The NATURE of the PAGE
Poetry, Papermaking, and the Ecology of Texts in Renaissance England
Joshua Calhoun
University of Pennsylvania Press
Philadelphia
Copyright © 2020 University of Pennsylvania Press
All rights reserved. Except for brief quotations used for purposes of review or scholarly citation, none of this book may be reproduced in any form by any means without written permission from the publisher.
Published by
University of Pennsylvania Press
Philadelphia, Pennsylvania 19104-4112
Printed in the United States of America on acid-free paper
1 3 5 7 9 10 8 6 4 2
A Cataloging-in-Publication record is available from the Library of Congress
ISBN 978-0-8122-5189-0
For
Misty Arden, my Chickadee
“Haply I think on thee …”
CONTENTS
Introduction. Toward an Ecology of Texts
Chapter 1. Substances Used to Convey Ideas: Ship Sails, Cellulose, and Spinning Wheels
Chapter 2. The Word Made Flax: Cheap Bibles, Textual Corruption, and the Poetics of Paper
Chapter 3. How to Read a Blot: Historiography and Renaissance Ecologies of Inscriptive Error
Chapter 4. Sizing Matters: Annotating Animals in Renaissance England
Remainders. Reading and Seeing Textual Ecology
PREFACE
Beginnings
Tongues in trees, books in the running brooks, Sermons in stones.
—Duke Senior in William Shakespeare,
As You Like It, 2.1.16–17
This book tells a story about paper in Renaissance England—about what it was elementally, and about what it was not; about what a page of paper did, what it was made to do, and what it would not do; about what it made representable and unrepresentable, recordable and revisable, preservable and destructible. It is a story about recording so much of what we call history on sloshed-together plant fibers. For most of the history of printing, paper was made primarily from recycled rags, so this is also a story about using tattered ship sails and worn-out clothes to tell new stories about the past, about the plant fibers used to make those textiles that were eventually used to make texts, and about the plant fibers that frustrated papermakers’ best attempts to replace scarce natural resources with abundant natural resources. Paper, in the story this book tells, is a marvelous but flawed protagonist, the product of nature and culture, of nonhuman and human agency.

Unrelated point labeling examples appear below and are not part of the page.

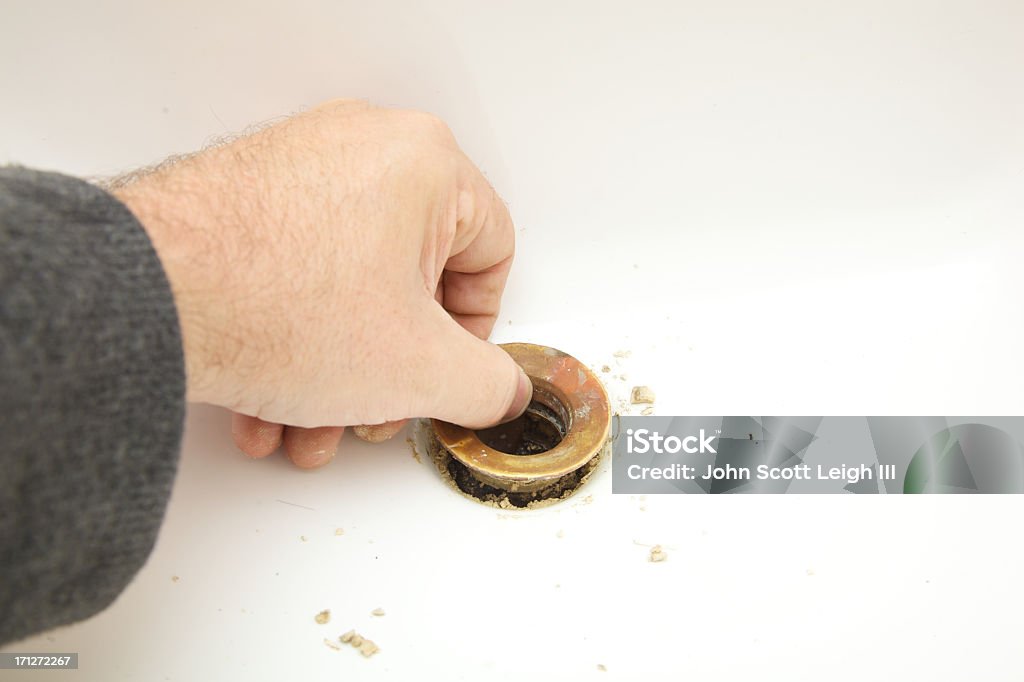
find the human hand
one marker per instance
(341, 267)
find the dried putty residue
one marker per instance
(642, 394)
(366, 646)
(416, 453)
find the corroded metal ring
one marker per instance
(570, 397)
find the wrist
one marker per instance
(174, 239)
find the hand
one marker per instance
(341, 267)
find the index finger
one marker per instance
(481, 254)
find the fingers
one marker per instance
(309, 449)
(473, 383)
(379, 432)
(254, 436)
(484, 235)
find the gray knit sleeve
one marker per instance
(91, 399)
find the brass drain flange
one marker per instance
(546, 454)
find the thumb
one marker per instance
(475, 383)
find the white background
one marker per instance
(778, 208)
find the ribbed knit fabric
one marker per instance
(91, 399)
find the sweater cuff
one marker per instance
(92, 405)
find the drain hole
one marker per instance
(540, 429)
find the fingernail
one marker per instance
(523, 394)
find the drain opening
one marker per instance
(461, 478)
(538, 430)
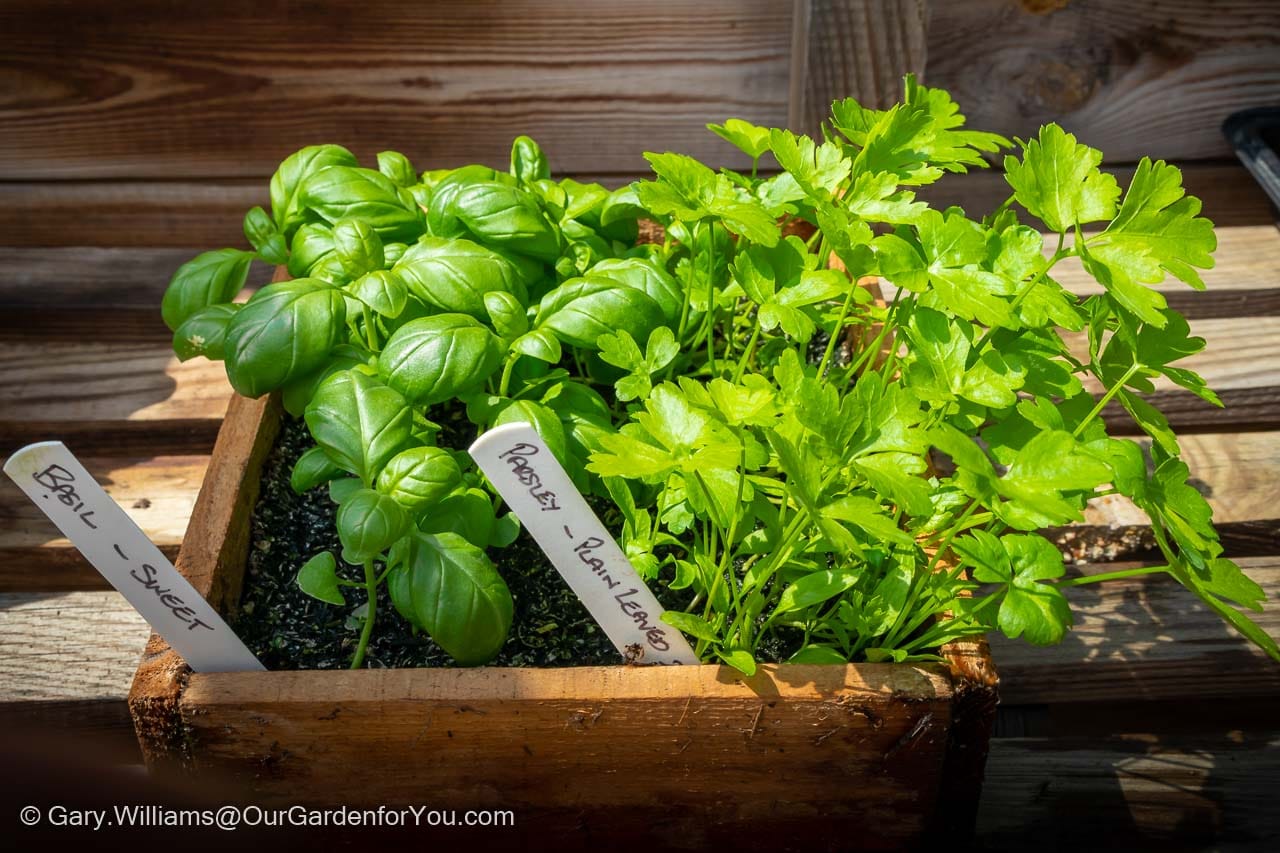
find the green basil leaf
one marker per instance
(449, 588)
(297, 392)
(647, 277)
(359, 247)
(507, 314)
(544, 422)
(383, 291)
(420, 477)
(359, 422)
(528, 162)
(338, 192)
(284, 332)
(286, 205)
(539, 343)
(319, 579)
(392, 252)
(312, 469)
(397, 167)
(469, 512)
(580, 310)
(343, 488)
(369, 523)
(439, 357)
(506, 217)
(265, 237)
(740, 660)
(206, 279)
(311, 245)
(455, 274)
(205, 332)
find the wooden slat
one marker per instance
(1139, 792)
(1143, 638)
(1244, 409)
(844, 49)
(1239, 352)
(92, 393)
(1130, 77)
(231, 91)
(68, 647)
(156, 492)
(1247, 259)
(88, 293)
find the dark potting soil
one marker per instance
(288, 629)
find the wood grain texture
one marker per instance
(90, 293)
(1243, 409)
(862, 49)
(618, 746)
(229, 91)
(1244, 260)
(77, 388)
(68, 647)
(1129, 77)
(1143, 638)
(1133, 792)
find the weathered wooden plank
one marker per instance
(1133, 792)
(77, 388)
(1130, 77)
(844, 49)
(1239, 352)
(1143, 638)
(91, 293)
(1246, 260)
(156, 492)
(68, 647)
(1243, 409)
(229, 91)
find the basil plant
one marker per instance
(827, 475)
(410, 292)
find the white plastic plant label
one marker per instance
(540, 493)
(55, 482)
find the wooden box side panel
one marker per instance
(211, 557)
(809, 748)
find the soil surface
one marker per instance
(288, 629)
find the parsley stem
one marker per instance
(370, 611)
(748, 352)
(1111, 392)
(1112, 575)
(689, 287)
(951, 534)
(837, 329)
(711, 299)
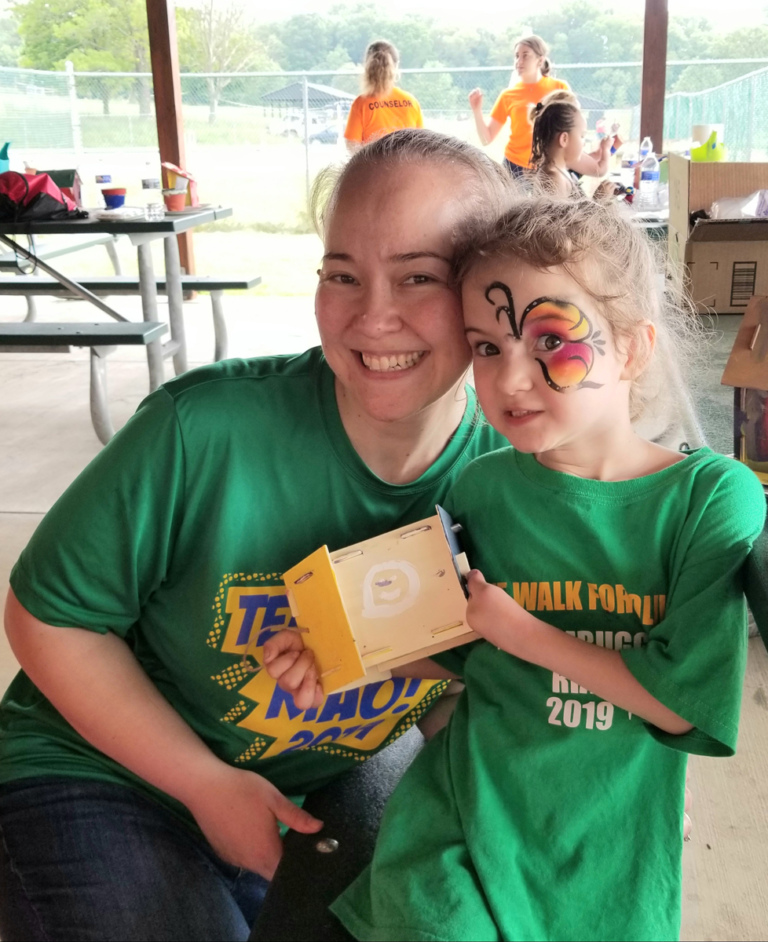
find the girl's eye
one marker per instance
(486, 349)
(549, 342)
(339, 277)
(419, 280)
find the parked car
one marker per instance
(329, 135)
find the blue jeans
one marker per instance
(97, 861)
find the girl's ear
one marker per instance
(639, 350)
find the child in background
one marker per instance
(611, 598)
(558, 143)
(382, 108)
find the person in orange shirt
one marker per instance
(533, 67)
(382, 108)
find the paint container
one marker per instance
(114, 197)
(175, 200)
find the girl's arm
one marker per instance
(499, 619)
(98, 686)
(488, 130)
(594, 164)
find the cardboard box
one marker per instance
(724, 261)
(747, 372)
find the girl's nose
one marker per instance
(517, 373)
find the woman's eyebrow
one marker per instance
(413, 256)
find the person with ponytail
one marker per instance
(533, 68)
(558, 147)
(382, 108)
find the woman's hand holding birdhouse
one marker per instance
(292, 666)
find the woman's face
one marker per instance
(390, 321)
(527, 63)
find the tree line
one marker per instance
(221, 37)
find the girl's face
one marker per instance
(390, 322)
(548, 374)
(527, 63)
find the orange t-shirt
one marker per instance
(513, 103)
(371, 117)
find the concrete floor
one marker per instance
(47, 439)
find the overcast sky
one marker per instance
(725, 14)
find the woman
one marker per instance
(144, 759)
(533, 67)
(382, 108)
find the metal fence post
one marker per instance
(305, 95)
(74, 111)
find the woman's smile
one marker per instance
(391, 362)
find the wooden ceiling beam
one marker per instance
(164, 54)
(654, 79)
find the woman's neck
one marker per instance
(400, 451)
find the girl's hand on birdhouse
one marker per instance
(288, 662)
(497, 617)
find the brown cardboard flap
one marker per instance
(694, 186)
(747, 365)
(730, 230)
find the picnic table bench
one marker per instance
(11, 261)
(102, 338)
(126, 284)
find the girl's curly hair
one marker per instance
(614, 262)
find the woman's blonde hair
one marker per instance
(539, 48)
(613, 260)
(380, 68)
(489, 185)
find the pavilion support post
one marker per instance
(654, 72)
(163, 48)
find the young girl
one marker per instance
(382, 108)
(558, 143)
(532, 67)
(611, 600)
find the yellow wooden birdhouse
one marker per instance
(367, 608)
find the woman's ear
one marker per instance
(639, 350)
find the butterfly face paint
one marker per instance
(559, 331)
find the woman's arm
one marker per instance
(99, 687)
(499, 619)
(487, 130)
(292, 667)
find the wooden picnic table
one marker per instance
(141, 232)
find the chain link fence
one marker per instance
(256, 140)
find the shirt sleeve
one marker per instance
(695, 657)
(500, 111)
(354, 129)
(105, 545)
(419, 122)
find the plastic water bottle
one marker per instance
(152, 194)
(648, 197)
(102, 178)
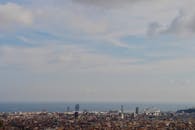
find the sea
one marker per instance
(91, 107)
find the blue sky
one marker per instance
(88, 50)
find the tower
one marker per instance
(122, 112)
(77, 107)
(137, 110)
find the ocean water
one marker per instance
(62, 107)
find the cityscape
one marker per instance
(97, 65)
(149, 119)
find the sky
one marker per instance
(97, 51)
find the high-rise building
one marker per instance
(77, 107)
(68, 109)
(122, 112)
(137, 110)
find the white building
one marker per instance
(152, 111)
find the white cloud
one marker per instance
(14, 15)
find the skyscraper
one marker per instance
(77, 107)
(137, 110)
(122, 112)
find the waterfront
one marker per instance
(62, 107)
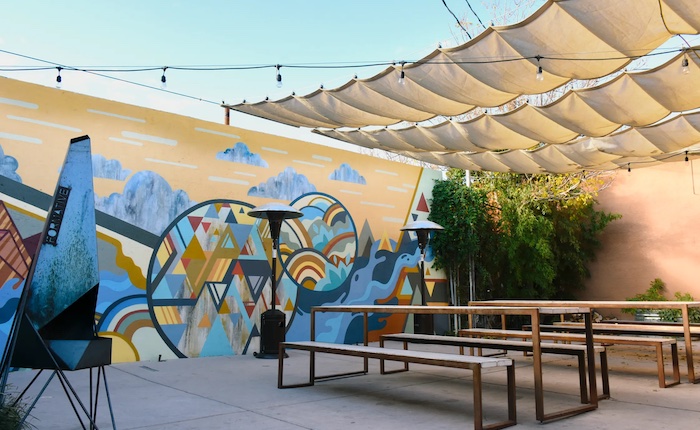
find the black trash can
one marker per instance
(272, 332)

This story about human ideas recorded on plants is also an environmental story about the ecology of paper and about the ecosystems in which poets and plants can become (and un-become) Renaissance literature. And because plants, like humans, are defenseless against “Time’s scythe,” this is also a story about corruption—corruption and replication and the desperate hope that we can out-replicate the thing we love so as to preserve it from decay.1
We have, by and large, taken for granted the ecologies that allow, disallow, and alter the storage and transmission of ideas. We overlook not only the nature of handmade pages, but also the nature of the electronic screens on which we access digital reproductions of those pages and record our own ideas. Portions of this book, especially ideas that came at moments when keyboard and screen or pen and paper were not manageable, were first recorded on an iPhone, a now ubiquitous communication device that, in its earliest versions, was made with “toxins” such as arsenic, beryllium, lead, and mercury.2 In 2015, Apple Inc.’s new take-back initiatives aimed at recycling “finite resources” recovered nearly 200,000 pounds of cobalt, more than 2,000 pounds of gold, and more than 4.5 million pounds of aluminum from old iPhones.3 Though we may not have such precise statistics for natural resource usage in sixteenth- and seventeenth-century bookmaking, we know that, like smartphones, Renaissance books were made from and with finite resources. They were also made with visible, recognizable traces of ecological matter: recycled clothes, slaughtered animals, felled trees.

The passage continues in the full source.